The Wire - I was hooked!
Monday, March 17th, 2008ORIGINAL POST FOR “I am hooked!” below. SEE UPDATE IN COMMENTS.
A couple of months ago Comcast was offering $5/month subscriptions to HBO and Cinemax. Not one to pass up a deal, I signed up. The greatest benefit in doing so has been getting to watch the last season of The Wire, the HBO crime drama. Since I have digital cable, I was able to watch the episodes on “HBO On Demand” a week before they aired on regular HBO.
I have to tell you that I was hooked after the first show. And still am, though I admit that the last episode was a bit of a downer for me. I like tidy endings and that one was everything but tidy.
The series may be over but I’m still hooked. I joined Netflix so I could rent and watch the four seasons I had missed. In addition to fifth season, I’ve now seen the first season, the fourth season and the last five episodes of the second season. This is some good television.
If you’re offended by “colorful” language, you may want to pass on this show. Your ears will be buring and ringing and everything in between. But the stories and the characters are something to experience. While there are “good guys” and “bad guys,” it’s sometimes hard to figure out which is which.
The series is set in Baltimore. The first season dealt with the drug war on Baltimore streets. To paraphrase Lt. Daniels, “If I follow the drugs, I’ll get drug dealers, but if I follow the money, I don’t know where it’ll take me.” That one sentence tells the story of the first season. It turns the concept of “war on drugs” on its ear.
Season 4 takes us to a Baltimore middle school. Bring your tissues is my best advice ‘cos you’re going to be crying over these kids a lot. Take Dukie, for instance. First, the assistant principal sends him a box of back to school supplies, including some clothing. When he still wears the same clothes every day and is a bit smelly, his math teacher gives him another set of clothes. When he continues to wear his old smelly clothes, the teacher pulls aside one of the other students to find out why. The answer: “His people sell his stuff on the corner.” You see, Dukie’s parents are drug addicts and they exchange what people give him for drugs with the guys on the corner. You’ll have to watch Season 4 to see what happens to Dukie and his friends, Michael, Randy and Namond.
Season 5, the final season, was everything you don’t want to know about government and newspaper publishing.
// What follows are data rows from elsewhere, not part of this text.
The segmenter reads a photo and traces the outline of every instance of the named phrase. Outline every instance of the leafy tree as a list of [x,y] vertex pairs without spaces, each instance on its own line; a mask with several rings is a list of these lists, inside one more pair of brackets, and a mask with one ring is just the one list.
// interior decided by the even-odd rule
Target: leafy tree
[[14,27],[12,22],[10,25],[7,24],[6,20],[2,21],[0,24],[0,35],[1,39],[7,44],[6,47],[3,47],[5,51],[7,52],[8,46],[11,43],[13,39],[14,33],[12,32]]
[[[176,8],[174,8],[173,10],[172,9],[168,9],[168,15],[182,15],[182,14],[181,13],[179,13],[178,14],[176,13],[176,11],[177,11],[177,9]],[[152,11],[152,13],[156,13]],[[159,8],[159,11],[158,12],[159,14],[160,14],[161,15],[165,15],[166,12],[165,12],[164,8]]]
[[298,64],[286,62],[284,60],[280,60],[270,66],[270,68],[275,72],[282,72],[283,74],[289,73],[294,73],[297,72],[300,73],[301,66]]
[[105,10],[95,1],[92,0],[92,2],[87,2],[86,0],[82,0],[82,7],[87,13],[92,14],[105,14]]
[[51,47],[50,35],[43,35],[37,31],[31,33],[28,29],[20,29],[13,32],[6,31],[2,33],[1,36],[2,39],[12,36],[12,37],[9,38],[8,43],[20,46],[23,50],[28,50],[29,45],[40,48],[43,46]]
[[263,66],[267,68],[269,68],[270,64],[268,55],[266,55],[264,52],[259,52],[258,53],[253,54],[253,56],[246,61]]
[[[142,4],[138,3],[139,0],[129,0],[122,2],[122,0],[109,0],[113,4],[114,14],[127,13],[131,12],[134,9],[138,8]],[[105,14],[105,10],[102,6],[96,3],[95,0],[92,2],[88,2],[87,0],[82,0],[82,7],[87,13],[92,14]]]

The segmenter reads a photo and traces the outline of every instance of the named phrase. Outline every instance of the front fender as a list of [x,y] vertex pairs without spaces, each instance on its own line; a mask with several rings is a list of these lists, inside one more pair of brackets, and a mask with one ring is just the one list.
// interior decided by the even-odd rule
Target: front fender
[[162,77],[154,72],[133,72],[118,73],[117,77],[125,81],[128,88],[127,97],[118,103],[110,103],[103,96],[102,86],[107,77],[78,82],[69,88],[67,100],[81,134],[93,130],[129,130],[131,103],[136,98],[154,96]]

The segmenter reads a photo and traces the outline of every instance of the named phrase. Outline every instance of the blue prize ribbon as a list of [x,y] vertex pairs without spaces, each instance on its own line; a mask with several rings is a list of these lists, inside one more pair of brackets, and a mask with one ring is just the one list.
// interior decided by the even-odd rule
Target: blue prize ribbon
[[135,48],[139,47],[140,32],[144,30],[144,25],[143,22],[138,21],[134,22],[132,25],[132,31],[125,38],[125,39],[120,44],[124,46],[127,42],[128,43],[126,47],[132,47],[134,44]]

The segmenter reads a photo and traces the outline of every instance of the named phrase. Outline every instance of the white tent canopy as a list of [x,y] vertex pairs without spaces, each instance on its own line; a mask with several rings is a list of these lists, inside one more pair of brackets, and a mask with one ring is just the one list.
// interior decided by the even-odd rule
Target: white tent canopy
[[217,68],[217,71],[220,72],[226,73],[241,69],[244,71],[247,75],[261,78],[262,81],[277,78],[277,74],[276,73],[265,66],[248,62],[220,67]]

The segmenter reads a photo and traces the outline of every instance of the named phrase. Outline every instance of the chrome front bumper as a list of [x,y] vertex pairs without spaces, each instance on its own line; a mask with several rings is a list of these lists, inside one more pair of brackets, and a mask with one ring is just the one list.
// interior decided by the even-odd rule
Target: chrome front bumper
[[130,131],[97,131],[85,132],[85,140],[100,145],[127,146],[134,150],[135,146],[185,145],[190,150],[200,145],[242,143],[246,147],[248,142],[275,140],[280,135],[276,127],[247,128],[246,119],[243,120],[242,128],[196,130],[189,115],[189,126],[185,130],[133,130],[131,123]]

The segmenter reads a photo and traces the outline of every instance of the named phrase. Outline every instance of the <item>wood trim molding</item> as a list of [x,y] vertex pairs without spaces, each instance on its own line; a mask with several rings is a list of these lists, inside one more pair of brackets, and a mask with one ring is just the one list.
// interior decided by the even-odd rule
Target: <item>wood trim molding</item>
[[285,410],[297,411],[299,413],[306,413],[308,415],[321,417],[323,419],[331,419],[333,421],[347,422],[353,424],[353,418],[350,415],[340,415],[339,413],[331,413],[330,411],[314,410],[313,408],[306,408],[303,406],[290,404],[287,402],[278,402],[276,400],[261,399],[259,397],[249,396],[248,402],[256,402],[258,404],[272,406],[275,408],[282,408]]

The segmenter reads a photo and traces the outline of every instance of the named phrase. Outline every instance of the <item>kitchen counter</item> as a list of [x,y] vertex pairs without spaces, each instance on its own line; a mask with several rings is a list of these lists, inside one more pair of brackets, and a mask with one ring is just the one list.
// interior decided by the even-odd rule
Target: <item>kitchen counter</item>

Will the Democrat mayor beg the Republican governor for money to cover the school system’s $50 million deficit, or will he save his pride (and his own gubernatorial aspirations) and let the schools suffer? Will the newspaper turn a blind eye to a reporter who is obviously making up stories because it thinks the stories might lead to Pulitzer? How far will a cop go to catch a drug kingpin? I didn’t like the answers The Wire provided to any of these questions, but I have a gut feeling that the answers provided were what would most likely happen.
Season 2 is about dock workers and Season 3 brings us back to the drugs. I’ll let you know more about them after I view the DVDs. This really was a great series with some great actors. I still wish I had gotten my tidy ending though.
If you’ve seen The Wire, tell me what you think of the show. If you haven’t seen it, pick up a DVD. You’ll be hooked after the first episode.